Devon, the central character in The Huntsmen, is an awkward and fidgety teen, the vice president of his high school's glee club and the child of divorced parents—his father is a lawyer and his mother lives in a trailer with her West Indian boyfriend. He's a kid who still builds forts in the forest with friends, struggles with eye contact and makes the occasional questionable decision—including posting nudie pics of his mom on the Internet. He's also a machete-wielding serial killer.
Such is the teetering heap playwright Quincy Long constructs in his strange and striking dark comedy. And the issues don't stop there—this brisk and entertaining world-premiere production, nimbly directed by Kathleen Dimmick, also touches on domestic violence, mental illness, bullying and religious conflict. Sometimes Long hops over his hot-button themes too abruptly, and his characters occasionally act on inexplicable motivations. Yet he also manages to balance the hilarious and macabre in a way that recalls David Lindsay-Abaire, whose plays are as absurd as they are profound. Like Lindsay-Abaire, Long toys with questions of narrative reliability: Can we trust these characters? Where do reality and illusion diverge? Long gives no answers. "It's so real but it's not real, Dad!" screeches Devon in the play's opening scene. But it's just this sort of theater—non-traditional and non-naturalistic yet grounded by a compelling narrative and sympathetic characters—that provides a welcome shot of energy midway through the performance season.

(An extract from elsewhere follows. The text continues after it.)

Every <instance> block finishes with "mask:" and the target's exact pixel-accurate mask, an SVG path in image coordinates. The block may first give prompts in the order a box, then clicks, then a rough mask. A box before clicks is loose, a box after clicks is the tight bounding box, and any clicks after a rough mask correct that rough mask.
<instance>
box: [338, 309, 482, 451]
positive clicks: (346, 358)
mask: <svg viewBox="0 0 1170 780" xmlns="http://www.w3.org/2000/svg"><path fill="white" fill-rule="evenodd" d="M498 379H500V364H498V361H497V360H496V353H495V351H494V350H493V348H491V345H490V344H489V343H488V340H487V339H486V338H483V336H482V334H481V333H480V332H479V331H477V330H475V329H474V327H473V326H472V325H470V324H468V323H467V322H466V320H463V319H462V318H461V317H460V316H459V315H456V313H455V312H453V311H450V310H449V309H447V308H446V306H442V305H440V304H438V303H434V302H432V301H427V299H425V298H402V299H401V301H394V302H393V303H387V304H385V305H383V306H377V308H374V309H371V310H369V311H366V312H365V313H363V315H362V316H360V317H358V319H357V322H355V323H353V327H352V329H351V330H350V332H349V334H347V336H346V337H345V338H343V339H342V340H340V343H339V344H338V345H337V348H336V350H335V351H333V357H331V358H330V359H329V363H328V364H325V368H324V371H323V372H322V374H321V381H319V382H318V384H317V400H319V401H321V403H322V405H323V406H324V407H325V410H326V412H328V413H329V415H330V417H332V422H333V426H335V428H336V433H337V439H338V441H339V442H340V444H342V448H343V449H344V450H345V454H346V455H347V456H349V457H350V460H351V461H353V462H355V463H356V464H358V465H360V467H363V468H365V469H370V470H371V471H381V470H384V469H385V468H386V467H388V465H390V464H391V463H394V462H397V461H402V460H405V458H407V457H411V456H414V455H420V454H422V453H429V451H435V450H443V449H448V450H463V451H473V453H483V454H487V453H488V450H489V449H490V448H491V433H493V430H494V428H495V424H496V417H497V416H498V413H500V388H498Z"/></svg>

Played with mesmerizing zeal by Dean Linnard, Devon is equal parts clumsy teen, moody murderer and smooth crooner. The Huntsmen isn't a musical, but it's peppered with catchy doo-wop tunes: Each time Devon drops his machete on a victim, he launches into song. With vocal backup and pitch-perfect choreography from the fedora-clad Jared Miller, Gavin Gregory and Michael O'Connell (who all play other roles), the songs focus rather than distract from the action. Linnard's voice is beautifully clean, and he injects the songs with surprising psychological intensity.
In the hands of a lesser cast, The Huntsmen might stumble, but with O'Connell as a hilariously cartoonish music agent, Miller as the deadpan detective and Sharonlee McLean as Devon's caring but misguided mother, this Portland Playhouse production hits all the right notes. Several days later, I'm still singing to myself.